Hitler avait voulu insulter, humilier en parlant de « Luftmensch » pour définir les juifs : l’homme du vent qui ne peut se poser nulle part. Une identité que George Steiner revendique contre les racines, contre la possession de son petit lopin de terre et pour l’adoption immédiate de tout ce qui diffère. Sa fille Déborah a adopté deux petites filles venant d’un orphelinat d’Hyderabad, en Inde. Un sujet sur lequel il se met littéralement en colère. Il considère que dire « je ne peux aimer que ceux qui sont comme moi, c’est une saleté de l’âme. »
L’existence juive, où peut-elle aujourd’hui s’établir ? La réponse en décevra plus d’un : sûrement pas en Israël.
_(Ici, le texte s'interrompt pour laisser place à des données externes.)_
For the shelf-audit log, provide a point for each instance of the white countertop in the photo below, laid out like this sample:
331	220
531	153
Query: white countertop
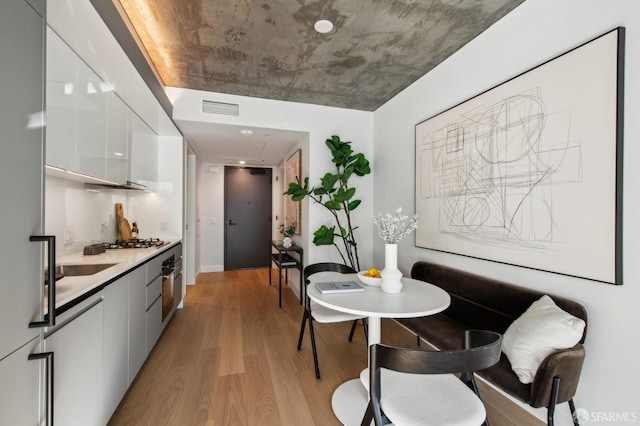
70	288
Bien sûr, pour survivre (ça, c’est pour les antisionistes de salon), Israël doit tuer et torturer, mais, dit Steiner, en devenant un peuple comme les autres « ils (les Israéliens) m’ont enlevé ce titre de noblesse que je leur donnais. »
Langues maternelles
De là, on passe facilement à un autre thème, l’importance des langues et la crispation des peuples européens sur une langue maternelle (le monoglottisme). Beaucoup de peuples ont plusieurs langues maternelles, souligne George Steiner, qui évoque sa propre mère, laquelle commençait une phrase en allemand autrichien et la terminait en français. On ne s’y attend pas, cet entremêlement des langues le mène tout à coup vers une gentille divagation érotique…
Plus sérieusement, notre penseur explique pourquoi il a refusé de rencontrer Heidegger, en quoi il a pour Simone Weil une vraie détestation (que nous partageons) et peu de considération pour Hannah Arendt. Des jugements terriblement abrupts mais fondés.
Lorsque Laure Adler le questionne sur « le dernier rendez-vous », George Steiner note « qu’il est aussi trouillard que n’importe qui » mais que son dernier regret « sera de ne pas voir son journal du soir ».
« Un long samedi », George Steiner avec Laure Adler, entretiens, Flammarion/France Culture, 170 p., 18 euros.